Os cinéfilos que curtem o bom cinema francês sabem que as peculiaridades do humor nas produções desse país não são plenamente entendidas por boa parcela do público espectador – e está tudo bem. Isso acontece porque nem todas as narrativas são ou precisam ser iguais, e, no caso da França, essa fina camada que divide o humor e o absurdo é uma das características mais marcantes da produção contemporânea, e pode ser facilmente identificada no lançamento ‘Adeus, Idiotas’, que chega essa semana às salas de cinema brasileiras.

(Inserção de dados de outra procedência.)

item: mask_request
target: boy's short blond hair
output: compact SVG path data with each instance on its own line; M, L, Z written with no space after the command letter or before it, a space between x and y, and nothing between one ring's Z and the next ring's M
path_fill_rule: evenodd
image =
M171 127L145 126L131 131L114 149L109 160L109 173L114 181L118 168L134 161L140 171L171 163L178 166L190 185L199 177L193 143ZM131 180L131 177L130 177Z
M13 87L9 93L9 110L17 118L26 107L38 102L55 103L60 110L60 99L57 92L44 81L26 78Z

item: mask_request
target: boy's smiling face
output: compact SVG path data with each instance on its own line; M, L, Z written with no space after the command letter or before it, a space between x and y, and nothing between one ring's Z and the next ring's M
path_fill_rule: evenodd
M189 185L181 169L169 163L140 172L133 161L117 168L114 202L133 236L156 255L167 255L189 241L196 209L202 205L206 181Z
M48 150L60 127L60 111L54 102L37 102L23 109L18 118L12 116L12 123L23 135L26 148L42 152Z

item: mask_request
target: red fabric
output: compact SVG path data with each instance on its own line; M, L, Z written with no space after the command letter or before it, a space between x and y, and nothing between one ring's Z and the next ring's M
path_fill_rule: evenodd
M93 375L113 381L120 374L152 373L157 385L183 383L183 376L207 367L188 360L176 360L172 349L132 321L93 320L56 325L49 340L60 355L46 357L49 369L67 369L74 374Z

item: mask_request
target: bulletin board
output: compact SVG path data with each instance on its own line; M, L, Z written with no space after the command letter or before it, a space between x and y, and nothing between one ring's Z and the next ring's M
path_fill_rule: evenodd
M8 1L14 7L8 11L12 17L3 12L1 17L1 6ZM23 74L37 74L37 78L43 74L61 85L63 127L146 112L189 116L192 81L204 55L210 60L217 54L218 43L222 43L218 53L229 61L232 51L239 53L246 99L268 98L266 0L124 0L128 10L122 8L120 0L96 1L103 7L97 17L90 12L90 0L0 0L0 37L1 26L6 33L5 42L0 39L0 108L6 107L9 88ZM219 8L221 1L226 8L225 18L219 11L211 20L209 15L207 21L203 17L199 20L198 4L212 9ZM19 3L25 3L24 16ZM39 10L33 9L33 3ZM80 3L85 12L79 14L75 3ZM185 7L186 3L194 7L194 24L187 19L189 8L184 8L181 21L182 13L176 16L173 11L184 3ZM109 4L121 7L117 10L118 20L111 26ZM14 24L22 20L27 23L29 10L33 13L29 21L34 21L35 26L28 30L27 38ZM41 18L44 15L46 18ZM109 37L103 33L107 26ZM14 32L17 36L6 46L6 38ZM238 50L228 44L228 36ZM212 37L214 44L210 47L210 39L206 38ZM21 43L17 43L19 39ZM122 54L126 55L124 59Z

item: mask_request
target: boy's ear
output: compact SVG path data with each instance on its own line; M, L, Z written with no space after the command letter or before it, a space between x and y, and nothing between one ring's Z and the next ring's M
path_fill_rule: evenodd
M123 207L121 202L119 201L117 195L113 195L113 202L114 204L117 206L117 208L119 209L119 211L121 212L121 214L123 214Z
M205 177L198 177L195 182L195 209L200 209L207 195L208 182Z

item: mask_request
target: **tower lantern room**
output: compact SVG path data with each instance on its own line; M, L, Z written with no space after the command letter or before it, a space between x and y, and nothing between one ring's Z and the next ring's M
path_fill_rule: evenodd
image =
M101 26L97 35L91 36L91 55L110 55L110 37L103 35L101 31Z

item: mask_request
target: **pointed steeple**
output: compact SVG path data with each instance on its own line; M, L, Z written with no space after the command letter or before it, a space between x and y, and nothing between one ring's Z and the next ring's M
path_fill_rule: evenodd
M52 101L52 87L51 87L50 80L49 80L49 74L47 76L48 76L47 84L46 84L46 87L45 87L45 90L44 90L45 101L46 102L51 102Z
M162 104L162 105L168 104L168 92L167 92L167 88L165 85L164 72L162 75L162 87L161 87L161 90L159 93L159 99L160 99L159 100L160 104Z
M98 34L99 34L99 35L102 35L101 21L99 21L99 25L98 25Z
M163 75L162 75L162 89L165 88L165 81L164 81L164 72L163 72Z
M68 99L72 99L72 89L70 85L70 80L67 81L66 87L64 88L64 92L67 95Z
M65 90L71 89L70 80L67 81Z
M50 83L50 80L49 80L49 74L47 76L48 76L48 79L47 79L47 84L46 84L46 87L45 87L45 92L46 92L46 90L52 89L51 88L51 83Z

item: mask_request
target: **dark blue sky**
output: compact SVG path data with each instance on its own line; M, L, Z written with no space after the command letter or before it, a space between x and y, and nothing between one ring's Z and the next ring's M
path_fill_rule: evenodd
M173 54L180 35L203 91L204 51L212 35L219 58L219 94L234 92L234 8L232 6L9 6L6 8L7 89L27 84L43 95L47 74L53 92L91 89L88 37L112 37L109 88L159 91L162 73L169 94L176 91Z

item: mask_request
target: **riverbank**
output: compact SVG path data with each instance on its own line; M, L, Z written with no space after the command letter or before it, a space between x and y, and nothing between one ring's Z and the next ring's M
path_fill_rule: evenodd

Suze Trappet (Virginie Efira) é uma cabelereira de quarenta e poucos anos que acaba de descobrir que está com uma doença terminal e tem pouquíssimo tempo de vida. Diante de seu destino fatídico ela decide ir atrás de seu filho natural, de quem abrira mão anonimamente à época do nascimento e que agora ela precisa saber o paradeiro. Para tal, Suze busca informações no arquivo da cidade, onde coincidentemente acaba conhecendo ao Sr. Cuchas (Albert Dupontel), que acaba de ser passado para trás na empresa em que trabalha e tenta se matar em seu próprio escritório, causando um enorme acidente. No meio do caos que se forma, esses dois vão acabar unindo forças, com a ajuda do arquivista Serge Blin (Nicolas Marié), um homem cego contratado apenas para preencher as cotas da empresa e que na base do milagre consegue direcionar os caminhos certos a serem percorridos pelas ruas de Paris.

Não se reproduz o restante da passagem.